As relevant to this appeal, "[j]oint [legal] custody reposes in both parents a shared responsibility for and control of a child's upbringing" (Matter of McFarlane v Sapeg, 225 AD3d 766, 767 [internal quotation marks omitted]). "[It] is encouraged as a voluntary alternative for relatively stable, amicable parents behaving in mature civilized fashion" (Matter of Martinez v Gaddy, 223 AD3d at 818 [internal quotation marks omitted]). "However, joint custody is inappropriate where the parties are antagonistic toward each other, do not communicate at all, and have demonstrated an inability to cooperate on matters concerning the children" (Franklin v Franklin, 199 AD3d 758, 759; see Braiman v Braiman, 44 NY2d 584, 589-590).

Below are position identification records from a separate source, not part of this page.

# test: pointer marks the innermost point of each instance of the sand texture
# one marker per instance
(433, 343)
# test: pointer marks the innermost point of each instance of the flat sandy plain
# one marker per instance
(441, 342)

Here, contrary to the father's contention, the Family Court's conclusion that joint legal custody was not appropriate under the circumstances has a sound and substantial basis in the record. "Since the record establishes that the nature of the parties' relationship effectively precluded joint decision-making, there is no basis to disturb the court's determination that joint custody was inappropriate" (Matter of Haase v Jones, ___ AD3d at ___, 2024 NY Slip Op 04319, *3; see Matter of Martinez v Gaddy, 223 AD3d at 818). Further, the court's determination that the child's best interests would be served by awarding the mother sole legal custody, without awarding the father decision-making authority as to educational matters, also has a sound and substantial basis in the record (see Matter of Narine v Singh, 229 AD3d 700, 702; Matter of Upia-Parham v Parham, 222 AD3d 988, 989).